The Contemporary Architecture award went to SHoP Architects, of New York City, for their expansion and thoughtful re-imagination of SITE Santa Fe, a contemporary art institution located in Santa Fe, N.M. The project involved redesigning the exhibition spaces of the noted contemporary art venue, as well as the administrative and educational facilities. SHoP Architects worked closely with SITE Santa Fe administrative team to develop an appealing and functional building with an exuberant façade signaling the unique mission of SITE Santa Fe.
The winning architecture firm of the Harnar Award receives a $10,000 financial prize, one of the largest in the world of architecture, as well as a unique artist designed award. This prize is a demonstration of the Thornburg Foundation’s commitment to contemporary architecture. Garrett Thornburg, chair of the Thornburg Foundation and Chairman of Thornburg Investment Management created the Harnar Award to recognize innovative contemporary architecture. The Architecture Department at the University of New Mexico’s School of Architecture + Planning manages the award and event.

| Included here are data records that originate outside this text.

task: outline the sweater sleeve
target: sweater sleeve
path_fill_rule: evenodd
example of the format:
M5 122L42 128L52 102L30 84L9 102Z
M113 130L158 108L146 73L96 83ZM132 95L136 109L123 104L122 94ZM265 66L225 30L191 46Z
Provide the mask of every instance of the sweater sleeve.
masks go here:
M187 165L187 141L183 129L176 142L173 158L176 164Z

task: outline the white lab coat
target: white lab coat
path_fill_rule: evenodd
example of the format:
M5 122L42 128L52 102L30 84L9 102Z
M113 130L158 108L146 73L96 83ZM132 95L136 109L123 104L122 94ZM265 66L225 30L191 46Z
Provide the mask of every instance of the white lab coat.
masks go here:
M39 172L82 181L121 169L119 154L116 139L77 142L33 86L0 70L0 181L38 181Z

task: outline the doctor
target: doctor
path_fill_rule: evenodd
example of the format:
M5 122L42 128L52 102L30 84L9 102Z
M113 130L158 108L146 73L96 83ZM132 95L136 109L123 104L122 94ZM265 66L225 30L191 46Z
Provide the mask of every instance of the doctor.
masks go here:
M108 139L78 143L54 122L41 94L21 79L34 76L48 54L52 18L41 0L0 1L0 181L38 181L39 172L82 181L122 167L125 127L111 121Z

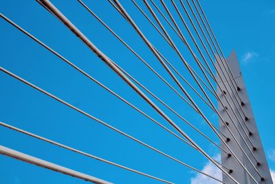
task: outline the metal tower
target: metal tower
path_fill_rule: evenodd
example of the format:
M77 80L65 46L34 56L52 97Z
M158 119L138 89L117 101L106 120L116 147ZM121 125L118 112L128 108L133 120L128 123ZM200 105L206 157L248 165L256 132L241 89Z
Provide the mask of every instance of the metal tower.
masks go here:
M216 61L221 63L221 58L217 56L216 56ZM232 80L228 81L228 79L226 79L224 75L221 76L222 79L217 75L218 82L221 86L223 87L223 89L225 89L225 88L228 89L230 88L230 85L231 85L231 88L234 88L233 90L230 91L230 94L227 93L226 91L221 91L219 89L217 92L223 103L227 105L226 107L230 105L232 107L236 107L233 105L234 102L237 105L237 108L234 108L234 109L237 117L234 115L233 112L229 108L228 110L234 121L238 122L239 119L240 123L236 124L236 127L238 130L236 130L232 123L230 122L221 103L219 103L219 110L222 117L228 123L228 127L231 130L233 135L239 141L248 156L245 156L245 154L241 150L236 141L234 141L234 138L220 119L219 125L221 132L230 139L230 140L227 142L227 144L236 153L238 158L248 168L248 171L258 183L273 183L235 51L232 52L227 61L226 60L223 61L228 63L228 67L232 70L236 83ZM223 72L226 76L226 79L232 79L232 78L228 76L229 72L227 73L226 71L226 70L228 70L229 72L228 68L226 68L228 66L221 64L221 65L223 71L221 70L221 68L217 67L217 68L219 68L219 72L221 73ZM221 80L223 80L224 83L223 83ZM225 85L223 85L223 83ZM232 100L230 101L230 104L228 104L228 103L225 101L225 96L229 96L230 95L232 96ZM223 148L226 149L224 145L221 144L221 146ZM249 159L254 167L252 166ZM250 177L233 156L229 157L227 154L221 152L221 162L224 165L232 170L230 175L236 178L240 183L254 183L251 177ZM223 174L223 181L226 183L232 183L232 181Z

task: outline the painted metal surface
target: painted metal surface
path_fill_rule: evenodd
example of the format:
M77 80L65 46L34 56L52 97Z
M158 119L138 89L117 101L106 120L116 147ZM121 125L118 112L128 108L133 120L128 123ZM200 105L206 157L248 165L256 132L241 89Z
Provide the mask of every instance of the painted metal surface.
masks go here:
M217 62L221 62L221 59L217 56L216 56L216 61ZM249 163L248 159L241 151L240 148L238 147L236 143L233 141L233 139L231 137L230 134L225 127L224 125L222 123L221 121L219 120L219 123L221 132L223 132L224 134L227 135L229 138L230 138L230 141L227 142L228 145L229 145L229 147L236 153L238 158L247 167L250 172L252 174L252 176L254 176L254 177L256 179L258 183L266 183L266 184L273 183L270 175L270 169L266 161L265 154L264 153L263 145L261 142L260 135L258 134L258 128L256 124L255 119L253 114L253 111L248 98L248 92L245 88L245 85L241 72L239 63L235 51L233 51L230 54L229 58L227 59L227 61L223 61L228 62L229 67L230 68L232 74L234 75L234 78L235 79L236 82L237 83L237 86L234 85L234 87L236 89L236 90L234 90L234 92L230 90L229 91L232 96L233 95L235 95L236 96L237 96L237 95L239 95L241 101L239 98L236 99L233 98L233 100L234 100L236 104L239 103L241 105L237 105L238 107L234 106L232 101L230 101L230 104L228 104L225 100L225 96L229 95L229 94L224 93L224 92L221 91L219 89L217 89L218 94L221 97L223 103L226 104L226 105L229 106L230 105L231 105L232 107L234 107L234 110L235 111L236 114L238 114L239 116L238 118L241 120L242 117L240 116L239 113L236 113L237 111L241 112L240 113L241 115L243 116L243 119L245 119L244 121L241 121L241 123L242 123L243 126L245 127L245 131L243 131L241 129L241 125L239 123L237 123L236 118L232 115L232 112L228 109L230 114L232 114L231 117L235 121L235 123L236 124L239 130L243 134L243 135L244 135L245 134L249 135L248 137L251 140L251 142L253 144L253 145L248 143L250 147L248 148L245 145L243 140L242 139L239 134L238 134L237 130L236 130L236 128L234 127L234 126L232 125L232 123L230 121L228 116L225 112L225 110L223 110L223 108L222 108L221 103L219 103L218 104L219 111L220 112L223 118L229 123L228 125L229 128L232 130L234 135L237 139L238 141L239 141L242 147L245 151L245 153L248 155L250 159L252 161L253 163L254 164L258 172L260 173L261 176L256 172L256 171L252 167L252 165ZM221 68L218 68L218 69L219 72L221 73ZM222 86L223 89L224 88L230 89L228 85L231 85L232 87L234 85L232 81L230 81L228 79L230 79L230 77L228 76L228 75L227 75L226 72L225 72L226 70L224 68L223 68L223 71L227 79L224 77L223 75L222 75L221 76L222 79L220 79L217 74L217 79L221 86ZM223 80L225 82L226 86L223 85L221 80ZM242 112L241 108L242 108L244 114ZM244 123L246 123L248 130L245 128L245 125ZM250 133L250 132L251 133ZM249 143L248 139L245 136L243 136L243 137L245 141L247 143ZM221 144L221 146L223 148L226 149L224 145ZM254 147L254 149L253 147ZM254 158L252 157L252 154L250 152L248 149L250 149L252 151L253 154L255 155L256 161L255 160ZM233 170L233 172L230 173L230 175L232 176L240 183L243 183L243 184L255 183L255 182L254 182L251 179L251 178L245 173L243 168L241 167L240 164L237 163L237 161L234 159L234 157L232 156L228 157L227 154L225 154L223 152L221 152L221 163L226 167L228 167L229 168ZM263 178L264 178L264 180ZM224 174L223 174L223 181L224 181L226 183L232 183L232 181Z

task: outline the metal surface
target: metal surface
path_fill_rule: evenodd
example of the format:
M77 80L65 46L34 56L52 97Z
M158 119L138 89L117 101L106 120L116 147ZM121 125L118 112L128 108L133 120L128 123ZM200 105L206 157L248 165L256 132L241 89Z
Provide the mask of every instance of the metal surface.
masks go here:
M216 61L221 61L219 60L219 57L218 57L217 56L216 57ZM253 153L258 161L258 163L255 163L255 167L257 168L257 170L261 174L262 178L258 177L258 174L256 173L255 170L249 163L248 159L245 158L245 156L243 155L243 153L240 150L239 147L236 145L236 144L234 141L228 142L227 143L228 145L237 154L238 158L239 158L242 163L246 166L247 169L254 176L254 178L257 180L257 182L258 183L267 183L267 184L273 183L235 52L233 51L231 53L229 58L227 59L227 61L226 60L223 60L223 62L228 62L228 64L230 66L233 73L234 78L237 83L237 87L239 87L240 89L240 90L236 90L236 92L239 93L239 95L240 96L241 101L244 103L243 105L241 105L241 108L243 108L243 110L244 111L246 117L248 118L247 121L245 121L245 123L247 123L247 125L249 127L250 132L252 133L250 134L250 138L254 145ZM223 88L228 88L228 86L224 86L223 85L222 81L225 82L226 85L231 85L230 84L231 81L229 81L228 79L230 79L229 76L226 76L226 79L223 77L221 79L219 78L219 76L217 77L219 83ZM225 96L229 94L224 94L219 88L217 89L217 91L219 95L221 96L223 102L226 103L225 101ZM235 94L234 95L238 95L238 94ZM230 103L232 102L230 101ZM238 103L236 100L235 103ZM238 108L239 108L238 107ZM221 104L220 103L219 103L219 110L220 111L220 113L222 114L223 119L228 121L229 118L227 116L227 114L226 114L226 113L224 112L223 108L222 108ZM234 110L239 111L241 110L235 108ZM230 112L230 114L232 114L232 112ZM223 123L222 123L221 120L219 120L219 125L221 131L226 136L231 138L230 134L225 128ZM238 125L237 127L241 130L240 125ZM232 131L236 137L236 139L238 139L238 141L239 141L239 143L241 143L241 145L242 145L242 147L244 149L246 154L248 155L249 158L252 159L252 155L248 150L248 147L245 146L244 141L243 139L241 139L240 135L238 134L237 130L234 127L232 127ZM243 132L243 131L242 133L244 134L245 132ZM245 137L245 139L247 139L246 137ZM224 145L222 146L223 147ZM248 174L245 173L243 167L238 164L238 163L235 159L234 159L234 158L232 157L228 158L228 156L226 154L221 153L221 162L226 166L233 170L233 172L232 172L230 175L233 176L234 178L236 178L236 180L237 180L240 183L245 183L245 184L254 183L254 182L251 180L251 178L249 177ZM228 178L228 177L223 174L223 181L226 183L232 183L230 179Z

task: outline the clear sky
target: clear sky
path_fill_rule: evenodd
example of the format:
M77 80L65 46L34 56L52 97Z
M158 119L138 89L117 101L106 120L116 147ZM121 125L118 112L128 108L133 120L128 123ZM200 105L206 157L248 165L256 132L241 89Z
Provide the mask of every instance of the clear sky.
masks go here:
M131 1L120 1L150 41L196 89L199 89L179 57L146 21ZM172 9L170 1L167 1ZM275 114L275 1L201 1L226 56L228 56L233 49L236 50L268 163L271 170L275 170L273 116ZM52 0L52 2L103 52L212 140L219 142L201 118L77 1ZM179 91L133 28L107 1L85 2ZM146 10L142 1L138 0L137 2ZM159 2L157 4L164 10ZM184 14L182 9L181 11ZM1 1L0 12L170 128L93 52L35 1ZM146 12L148 14L147 10ZM173 14L175 14L175 12ZM186 17L185 14L184 17ZM183 25L179 25L188 41L191 42ZM1 67L180 161L199 170L204 168L204 170L212 172L213 174L219 174L197 152L108 93L3 19L0 19L0 28ZM198 70L186 47L170 29L168 30L184 58ZM192 46L195 50L194 45ZM197 50L196 54L199 55ZM199 72L199 74L201 75L201 73ZM108 129L3 72L0 72L0 82L1 121L175 183L199 183L199 176L186 167ZM186 85L184 87L208 119L217 125L218 119L213 112ZM217 104L213 96L210 96ZM219 156L219 150L216 147L160 103L155 103L211 156ZM158 183L3 127L0 127L0 145L115 183ZM85 181L3 156L0 156L0 183L3 184L85 183Z

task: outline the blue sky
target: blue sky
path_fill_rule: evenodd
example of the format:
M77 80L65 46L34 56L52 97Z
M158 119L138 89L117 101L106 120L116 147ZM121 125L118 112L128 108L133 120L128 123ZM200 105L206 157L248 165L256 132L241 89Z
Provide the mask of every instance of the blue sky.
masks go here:
M85 2L179 90L132 27L123 20L107 1ZM180 69L184 76L195 85L179 59L145 21L131 1L121 2L145 35L167 58L173 60L173 64ZM142 1L137 2L145 9ZM77 1L66 1L64 3L63 1L53 0L52 3L103 52L184 117L203 130L211 139L219 141L201 118L151 72ZM106 64L36 2L1 1L0 3L0 12L4 15L170 127ZM265 2L211 0L202 1L201 3L226 56L228 56L233 49L237 53L269 165L271 170L275 170L275 139L273 139L275 128L273 123L275 112L273 96L275 83L273 79L275 69L275 2L271 0ZM184 30L183 25L181 26ZM200 170L208 167L207 160L196 151L100 88L3 19L0 20L0 28L1 67L186 163ZM176 35L168 30L173 39L176 39ZM185 30L184 33L186 35ZM190 37L186 36L186 38L191 42ZM175 43L186 59L197 70L186 47L178 39ZM190 178L196 177L195 173L183 165L107 129L3 72L0 73L0 81L1 121L175 183L190 183ZM197 86L195 88L198 89ZM187 90L207 116L217 125L217 119L213 116L213 112L195 97L190 89ZM212 99L214 100L212 96ZM203 137L160 103L157 104L209 154L216 156L219 154L219 150ZM0 144L2 145L116 183L157 183L152 179L85 158L5 127L0 127ZM3 156L0 156L0 161L1 183L85 183Z

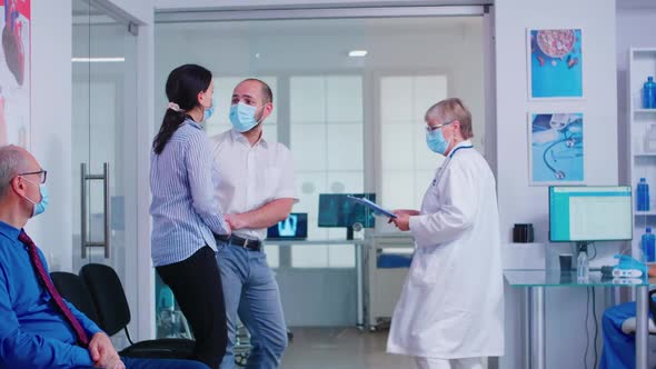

Japanese architect Yuko Nagayama of Tokyo served as the jury chair, and speaker for 2018 Harnar Lecture. Her lecture was entitled “Architecture as a Trigger.” She describes her design process as focused on phenomena, stating “if you focus on the immaterial, the material will fall into place.”
Other jurors included Kory Bieg, principal of OTA+ and an Assistant Professor of Architecture at the University of Texas-Austin; E.B. Min, principal at Min | Day in San Francisco and Omaha; Kima Wakefield, UNM Senior Lecturer of Architecture; and Aaron Zahm, from MRWM Landscape Architects in Albuquerque. UNM Architecture Chair and Professor John Quale serves as the Director of the Jeff Harnar Award.
For the first time this year, the Jeff Harnar Award included two Unbuilt Design categories: one in Unbuilt Architecture and the other in Unbuilt Landscape Architecture. The designs can be intended to be built anywhere in the world, but the submissions are limited to designers living in New Mexico.
The winner of Jeff Harnar Unbuilt Architecture Award went to University of New Mexico Master of Architecture student Darby Prendergast, for his theoretical project “Vertical Cemetery for Extinct Species.” Prendergast’s provocative and intriguing design was completed in a Masters Design Studio taught by UNM Principal Lecturer Karen King.
The winner of Unbuilt Landscape Architecture category was Surroundings Studio, for their project “Murchison Rogers Park,” sited in El Paso, Texas. Kenneth Francis, one of the principals of the firm, worked with Will Iadevaia and Carly Piccarello on the design. The jury noted the strategic integration of the design into a complex topographic condition that both addressed technical issues and the importance of a comfortable experience for visitors to an extraordinary site.
Both professionals and architecture students submitted projects to the new Jeff Harnar Unbuilt Design award. The awards honor the late Jeff Harnar, known for his groundbreaking design in contemporary architecture in New Mexico.